Oh, the moral and legal quandary of what to do with the detainees; not like it is any different from the dilemma the previous Administration faced. Today's WaPo:
Approximately 60 detainees who have been cleared for release by the Bush administration remain at the camp. An additional 21 detainees are facing charges before military commissions and are almost certain to face trial in federal court, courts-martial or some new version of the current system of military commissions.
Nearly 60 others could be prosecuted, the Pentagon has said, although many legal experts say that is unrealistic because of a lack of evidence and other problems.
That leaves the fate of roughly 100 prisoners unclear. A Pentagon spokesman said the department would not discuss the cases of individual detainees.
Bush administration officials have insisted that among the detainees are any number of al-Qaeda leaders, their financiers and facilitators, and high-level members of the Taliban.
"If you release the hard-core al-Qaeda terrorists that are held at Guantanamo, I think they go back into the business of trying to kill more Americans and mount further mass-casualty attacks," former vice president Richard B. Cheney said in a recent interview with Politico. "If you turn them loose and they go kill more Americans, who's responsible for that?"
Obama administration officials acknowledge that closing the prison is not risk-free and that some detainees may return to terrorism. But the president has concluded that Guantanamo has sapped America's moral stature abroad and mired the country in endless litigation, forestalling justice for the alleged terrorists. Of the 779 people taken to Guantanamo, only three have been convicted, and two of those have since been released.
"That can of worms," as Defense Secretary Robert M. Gates recently described the Guantanamo issue, can no longer be kicked "down the road."
Great comment by MataHarley:
There most certainly was a carefully planned system in place to interrogate and charge enemy combatants that were held on foreign soil (i.e. detain and try thru military tribunals at Gitmo). They were never to be held without charges, but if found to be a risk, held until combat’s end as allowable via the Geneva Convention. These are not soldiers of state. They are stateless gangs of Islamic thugs.
That system was steadily thwarted, eroded, delayed and finally abrogated by legal challenge after legal challenge by ACLU lawyers. This is *not* holding them without charges. Any delays in their justice were caused by these legal actions.

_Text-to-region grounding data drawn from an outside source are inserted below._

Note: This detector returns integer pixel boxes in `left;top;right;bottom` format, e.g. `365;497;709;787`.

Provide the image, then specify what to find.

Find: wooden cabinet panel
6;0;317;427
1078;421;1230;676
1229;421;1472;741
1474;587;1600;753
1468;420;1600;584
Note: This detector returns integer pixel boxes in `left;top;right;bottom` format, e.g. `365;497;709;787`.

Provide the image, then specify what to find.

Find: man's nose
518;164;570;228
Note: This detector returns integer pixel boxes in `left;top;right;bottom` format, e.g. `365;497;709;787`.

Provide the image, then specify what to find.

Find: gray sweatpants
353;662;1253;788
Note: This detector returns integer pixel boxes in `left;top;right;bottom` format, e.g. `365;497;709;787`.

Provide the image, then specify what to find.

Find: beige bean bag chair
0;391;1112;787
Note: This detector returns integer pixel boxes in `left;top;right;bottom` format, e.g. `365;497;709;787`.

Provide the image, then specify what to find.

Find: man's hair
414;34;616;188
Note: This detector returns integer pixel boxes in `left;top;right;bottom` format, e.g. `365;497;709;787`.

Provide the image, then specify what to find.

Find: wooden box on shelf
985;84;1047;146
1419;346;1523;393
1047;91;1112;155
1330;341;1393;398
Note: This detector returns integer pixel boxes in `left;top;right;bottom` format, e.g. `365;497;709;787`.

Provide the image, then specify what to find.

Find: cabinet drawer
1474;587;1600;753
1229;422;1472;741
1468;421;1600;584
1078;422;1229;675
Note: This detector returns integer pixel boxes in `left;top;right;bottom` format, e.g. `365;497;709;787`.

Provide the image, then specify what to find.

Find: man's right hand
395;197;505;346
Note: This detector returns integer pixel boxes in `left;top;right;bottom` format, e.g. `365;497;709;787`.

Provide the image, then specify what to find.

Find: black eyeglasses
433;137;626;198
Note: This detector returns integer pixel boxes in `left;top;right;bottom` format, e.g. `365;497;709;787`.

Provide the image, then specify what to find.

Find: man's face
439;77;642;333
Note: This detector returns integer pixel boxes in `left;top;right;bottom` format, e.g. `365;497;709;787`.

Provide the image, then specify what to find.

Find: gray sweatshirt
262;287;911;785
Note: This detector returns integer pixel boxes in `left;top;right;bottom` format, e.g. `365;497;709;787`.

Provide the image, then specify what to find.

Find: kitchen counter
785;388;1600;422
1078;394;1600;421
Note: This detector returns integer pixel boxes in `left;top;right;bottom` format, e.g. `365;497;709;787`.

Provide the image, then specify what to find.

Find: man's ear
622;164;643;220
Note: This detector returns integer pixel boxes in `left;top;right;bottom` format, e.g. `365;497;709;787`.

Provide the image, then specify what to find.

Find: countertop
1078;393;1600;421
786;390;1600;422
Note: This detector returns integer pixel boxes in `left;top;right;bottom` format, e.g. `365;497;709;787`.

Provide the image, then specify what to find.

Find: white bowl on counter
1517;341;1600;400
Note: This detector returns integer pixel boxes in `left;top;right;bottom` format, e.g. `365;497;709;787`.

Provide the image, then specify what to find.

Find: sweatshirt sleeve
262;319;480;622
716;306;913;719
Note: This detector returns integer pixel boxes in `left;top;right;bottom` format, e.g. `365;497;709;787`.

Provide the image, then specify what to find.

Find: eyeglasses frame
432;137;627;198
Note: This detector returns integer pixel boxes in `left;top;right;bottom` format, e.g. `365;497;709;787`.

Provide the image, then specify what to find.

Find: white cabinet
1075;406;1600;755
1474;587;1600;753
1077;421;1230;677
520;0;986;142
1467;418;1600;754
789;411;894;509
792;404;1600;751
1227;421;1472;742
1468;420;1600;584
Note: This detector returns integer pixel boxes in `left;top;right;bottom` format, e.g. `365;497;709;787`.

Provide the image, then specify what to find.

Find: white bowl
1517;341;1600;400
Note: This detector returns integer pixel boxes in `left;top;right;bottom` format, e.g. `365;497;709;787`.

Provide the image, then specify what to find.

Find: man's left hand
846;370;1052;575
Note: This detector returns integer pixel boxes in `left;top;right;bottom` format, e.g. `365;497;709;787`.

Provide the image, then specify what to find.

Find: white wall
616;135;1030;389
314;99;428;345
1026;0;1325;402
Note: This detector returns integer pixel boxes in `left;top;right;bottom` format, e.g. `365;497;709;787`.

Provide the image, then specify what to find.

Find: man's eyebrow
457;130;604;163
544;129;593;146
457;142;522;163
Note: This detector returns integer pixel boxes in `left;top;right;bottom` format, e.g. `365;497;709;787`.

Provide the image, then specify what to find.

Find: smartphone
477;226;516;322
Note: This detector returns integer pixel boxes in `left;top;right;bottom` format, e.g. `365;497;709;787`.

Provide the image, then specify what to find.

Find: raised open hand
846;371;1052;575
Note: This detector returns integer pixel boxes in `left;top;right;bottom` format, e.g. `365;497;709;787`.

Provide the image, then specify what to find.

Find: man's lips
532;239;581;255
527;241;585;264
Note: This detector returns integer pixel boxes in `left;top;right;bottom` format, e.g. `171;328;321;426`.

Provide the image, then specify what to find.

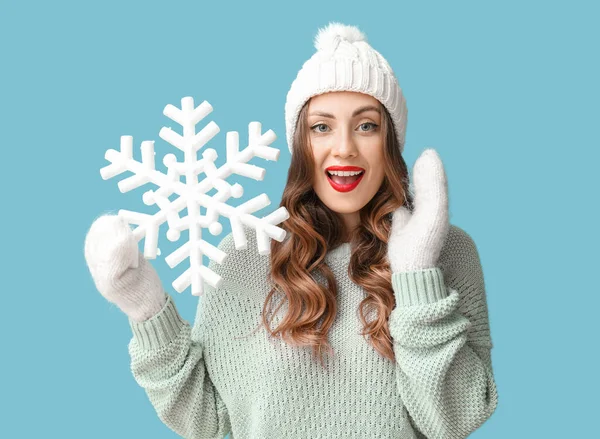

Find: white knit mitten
388;148;450;272
84;214;167;322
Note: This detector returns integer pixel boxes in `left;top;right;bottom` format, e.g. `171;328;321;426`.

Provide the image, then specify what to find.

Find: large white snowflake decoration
100;96;289;296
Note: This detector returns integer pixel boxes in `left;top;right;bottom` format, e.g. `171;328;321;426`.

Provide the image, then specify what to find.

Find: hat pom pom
314;22;367;51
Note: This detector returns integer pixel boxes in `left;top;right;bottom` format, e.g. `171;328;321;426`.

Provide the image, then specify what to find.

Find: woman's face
307;91;386;232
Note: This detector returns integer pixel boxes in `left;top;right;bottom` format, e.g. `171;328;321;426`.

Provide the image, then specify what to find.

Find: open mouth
325;170;365;185
325;170;365;192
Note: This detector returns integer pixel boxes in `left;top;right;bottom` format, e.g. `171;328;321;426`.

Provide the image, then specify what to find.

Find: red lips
325;166;365;193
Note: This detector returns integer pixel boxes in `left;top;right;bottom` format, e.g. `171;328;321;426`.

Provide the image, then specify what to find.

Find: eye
310;123;330;133
358;122;378;132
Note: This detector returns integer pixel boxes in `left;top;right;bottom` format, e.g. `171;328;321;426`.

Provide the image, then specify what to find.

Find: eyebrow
309;105;381;119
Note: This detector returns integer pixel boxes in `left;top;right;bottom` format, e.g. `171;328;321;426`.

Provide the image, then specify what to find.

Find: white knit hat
284;22;408;155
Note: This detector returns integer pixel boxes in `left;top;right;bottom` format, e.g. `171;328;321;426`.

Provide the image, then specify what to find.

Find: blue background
2;0;598;437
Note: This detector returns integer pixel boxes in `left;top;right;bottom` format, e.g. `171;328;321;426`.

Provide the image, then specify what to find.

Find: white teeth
327;170;364;176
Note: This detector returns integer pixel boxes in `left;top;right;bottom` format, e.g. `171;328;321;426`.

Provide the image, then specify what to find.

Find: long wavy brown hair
261;97;414;368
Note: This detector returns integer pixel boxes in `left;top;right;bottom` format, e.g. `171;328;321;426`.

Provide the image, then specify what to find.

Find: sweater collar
325;242;352;261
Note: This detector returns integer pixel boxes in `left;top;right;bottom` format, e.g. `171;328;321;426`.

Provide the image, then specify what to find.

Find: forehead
307;91;380;113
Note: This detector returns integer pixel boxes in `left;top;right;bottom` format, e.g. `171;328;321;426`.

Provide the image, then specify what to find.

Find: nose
331;128;358;159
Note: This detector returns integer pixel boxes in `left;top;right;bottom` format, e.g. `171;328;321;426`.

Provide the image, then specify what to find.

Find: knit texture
128;224;498;438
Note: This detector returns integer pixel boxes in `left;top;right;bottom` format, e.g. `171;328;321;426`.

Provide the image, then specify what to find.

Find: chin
322;200;368;214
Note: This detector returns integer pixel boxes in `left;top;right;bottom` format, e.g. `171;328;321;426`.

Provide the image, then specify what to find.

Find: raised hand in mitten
84;214;167;322
387;148;450;272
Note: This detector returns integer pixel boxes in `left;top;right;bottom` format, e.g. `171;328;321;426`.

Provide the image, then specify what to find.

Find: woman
84;22;498;439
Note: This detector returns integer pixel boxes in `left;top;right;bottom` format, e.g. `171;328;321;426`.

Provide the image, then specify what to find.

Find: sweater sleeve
388;228;498;439
127;292;231;439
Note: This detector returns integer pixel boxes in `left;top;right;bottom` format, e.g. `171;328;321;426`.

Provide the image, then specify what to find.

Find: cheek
312;148;327;167
367;168;385;190
370;156;387;185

A prime example of this entire process is exemplified by Judge Pohl, who refused to delay the hearing and process at Obama’s “request” in the interest of justice and due process rights that include a speedy trial.
Today, because of Obama, they are genuinely being held without charges. Unlike Bush, who had his every attempt for trials thwarted, Obama is REALLY holding them without charges while he “ponders” on what to do.
So I’d say if you have a beef with deliberate delays of justice, and holding people without charges (or even a process in which to charge them), you start pointing your finger at the ACLU and Obama. Because they are the only ones throwing the monkey wrench into the system that was set up for enemy combatants.
He did a photo op to the adoring world. And they are so stupid that they can’t see what he is doing is exactly what they have been falsely accusing Bush of doing for years.
Labels: Guantanamo
2 Comments:
I say let him release them and then let's keep track of every one of them. If thye coomit an act of terror, let him answer for it. Maybe the Dims in Congress can form a Truth Commission about this.
The Empty suit has no clue what to do. He never did and he never will. On the job training is not going very well!